Shares of Shanghai-listed Qingdao Haier Co fell by the 10 percent daily limit on Monday, the first day the company's shares resumed trading following a suspension of more than three months due to a major overseas acquisition.
At the close, the shares were down 9.98 percent at 8.93 yuan ($1.36).
In order to boost confidence, the company spent nearly 50 million yuan to buy back 5.5 million shares on the same day, according to a statement the company sent to the Global Times late Monday.
The stock had been suspended from trading since October 19, 2015 due to a major asset acquisition, according to the company's filing to the Shanghai exchange in October.
There is little or no relevance between the company's share slump and the deal, said a Shanghai-based securities analyst surnamed Li.
"Qingdao Haier's stock is actually in a 'catch-up' fall," Li told the Global Times Monday. "During its three-month suspension, stock markets in the Chinese mainland suffered considerably, especially in the past month. Thus, the stock was bound to catch up with the general losses once trading resumed."
The benchmark Shanghai Composite Index lost 19.28 percent during the period from October 19 to Friday.
On January 15, the company announced that it would acquire the home appliance business of General Electric Co (GE) for $5.4 billion in cash, the third-largest acquisition of a U.S. company by a Chinese enterprise.
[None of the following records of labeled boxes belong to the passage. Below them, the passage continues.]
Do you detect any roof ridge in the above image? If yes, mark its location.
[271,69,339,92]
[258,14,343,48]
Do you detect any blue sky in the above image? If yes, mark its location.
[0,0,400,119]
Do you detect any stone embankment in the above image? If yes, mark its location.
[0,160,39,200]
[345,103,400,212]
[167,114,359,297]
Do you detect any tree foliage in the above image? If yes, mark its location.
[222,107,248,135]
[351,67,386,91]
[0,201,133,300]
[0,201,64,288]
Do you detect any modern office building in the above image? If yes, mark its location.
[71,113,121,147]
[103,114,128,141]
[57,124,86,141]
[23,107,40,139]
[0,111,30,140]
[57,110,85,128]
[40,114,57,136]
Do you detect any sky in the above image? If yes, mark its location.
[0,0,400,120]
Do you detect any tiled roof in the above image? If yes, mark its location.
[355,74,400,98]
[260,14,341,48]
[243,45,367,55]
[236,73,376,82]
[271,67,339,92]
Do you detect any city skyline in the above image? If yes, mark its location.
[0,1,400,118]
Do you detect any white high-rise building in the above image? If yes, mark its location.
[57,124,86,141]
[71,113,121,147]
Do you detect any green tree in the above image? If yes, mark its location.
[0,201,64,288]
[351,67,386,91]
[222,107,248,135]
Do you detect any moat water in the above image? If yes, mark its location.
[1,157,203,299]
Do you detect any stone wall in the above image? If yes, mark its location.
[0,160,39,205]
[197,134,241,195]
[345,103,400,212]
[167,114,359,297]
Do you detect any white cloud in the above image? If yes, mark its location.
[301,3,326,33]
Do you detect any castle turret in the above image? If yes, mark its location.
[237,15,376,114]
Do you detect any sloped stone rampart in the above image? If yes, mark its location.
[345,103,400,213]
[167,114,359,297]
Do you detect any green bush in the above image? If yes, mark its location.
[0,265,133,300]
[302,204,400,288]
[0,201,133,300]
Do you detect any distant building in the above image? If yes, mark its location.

The deal was also China's biggest overseas purchase in the home appliance sector.
Qingdao Haier will establish a joint integration team with GE Appliances, where GE Appliances' senior management and key employees will play a leading role, according to a statement the company issued on Friday. GE Appliances will remain based in Louisville, Kentucky, the statement said.
It also mentioned that the company will carry out a minor integration at GE Appliances, implementing measures such as ensuring the full participation of the management team from the acquired company, protecting and improving the brand value of the acquired company by establishing a brand committee mechanism, and sticking to policies of localization and independent operation.
"It is not uncommon to see minor integrations in mergers and acquisitions (M&As), because a comprehensive integration is quite challenging and unnecessary in most cases," Wang Yumin, a research fellow at Morning Whistle Group, a Shanghai-based provider of M&A information, told the Global Times Monday.
In the case of GE Appliances, the business itself is good, so there is no need to make too much change to a profitable asset, he noted.
The deal will be subject to "customary regulatory filings in China and antitrust approvals in the U.S., Mexico and Argentina," according to a Reuters report on January 15, which cited a person authorized to speak on behalf of Qingdao Haier.
Not long before the deal, GE abandoned a move to sell the home appliance unit to Sweden's Electrolux, after the proposed transaction was blocked by U.S. antitrust regulators.
Unlike Electrolux, Qingdao Haier has a high chance of getting regulatory approval, Wang noted, adding that Haier only has about 1 percent of the U.S. market, which is unlikely to cause much monopoly concern.
The merger between GE Appliances and Electrolux would have created a company holding two-thirds of the market, probably the reason behind regulatory opposition.